Adjudication: Temporarily binding or conclusively binding?

29 June, 2015
by: Cripps

Mr and Mrs Khurana lived in Cheshire and they engaged Webster Construction Limited to carry out construction works at the property.  The contract used was a pre-printed document entitled “Large Works Contract” but was a form of contract not seen previously by Edwards-Stuart J, the trial judge in the case.

The parties fell out.  The dispute concerned whether the contract works had been completed and whether in the circumstances the employer was liable to make the final payments due to the contractor under the contract.

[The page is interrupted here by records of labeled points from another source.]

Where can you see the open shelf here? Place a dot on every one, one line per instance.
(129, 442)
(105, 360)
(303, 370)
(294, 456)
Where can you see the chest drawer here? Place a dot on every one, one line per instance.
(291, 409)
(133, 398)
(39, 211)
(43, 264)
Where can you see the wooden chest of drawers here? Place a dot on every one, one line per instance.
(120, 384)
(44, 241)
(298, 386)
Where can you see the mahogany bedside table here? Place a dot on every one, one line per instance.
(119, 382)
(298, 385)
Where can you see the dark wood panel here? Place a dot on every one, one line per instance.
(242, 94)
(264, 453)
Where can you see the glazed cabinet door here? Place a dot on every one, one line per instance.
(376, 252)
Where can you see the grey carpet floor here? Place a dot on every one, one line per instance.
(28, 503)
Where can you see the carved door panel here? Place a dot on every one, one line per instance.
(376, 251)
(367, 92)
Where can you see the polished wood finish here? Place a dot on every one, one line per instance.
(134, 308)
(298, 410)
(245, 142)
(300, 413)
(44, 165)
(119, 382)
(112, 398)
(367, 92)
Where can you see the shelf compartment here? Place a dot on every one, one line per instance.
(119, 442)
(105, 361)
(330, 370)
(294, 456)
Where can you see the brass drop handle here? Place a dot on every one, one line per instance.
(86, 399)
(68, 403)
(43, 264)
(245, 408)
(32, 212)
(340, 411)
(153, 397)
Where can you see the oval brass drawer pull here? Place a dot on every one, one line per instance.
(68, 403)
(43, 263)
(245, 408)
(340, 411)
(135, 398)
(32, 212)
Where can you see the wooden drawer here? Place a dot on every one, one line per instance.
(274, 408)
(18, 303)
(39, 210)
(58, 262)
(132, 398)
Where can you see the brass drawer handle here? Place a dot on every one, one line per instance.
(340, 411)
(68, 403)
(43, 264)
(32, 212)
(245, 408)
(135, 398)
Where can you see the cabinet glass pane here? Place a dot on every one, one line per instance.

Solicitors were engaged on both sides.  The contractor contended the works were complete and the net sum due following their final valuation should be paid together with a release of the retention.  The employer’s position was that the work was not complete and there were a number of defects that needed to be addressed.

The solicitors for the contractor proposed that the parties enter into an agreement to have the matter resolved by an independent surveyor.  The proposal was for the dispute to be resolved under the Scheme for Construction Contracts “save that the decision of the independent … surveyor shall be binding on the parties.”  This procedure was agreed to by the employer.  An adjudication was subsequently commenced and the outcome was a net payment due to the contractor.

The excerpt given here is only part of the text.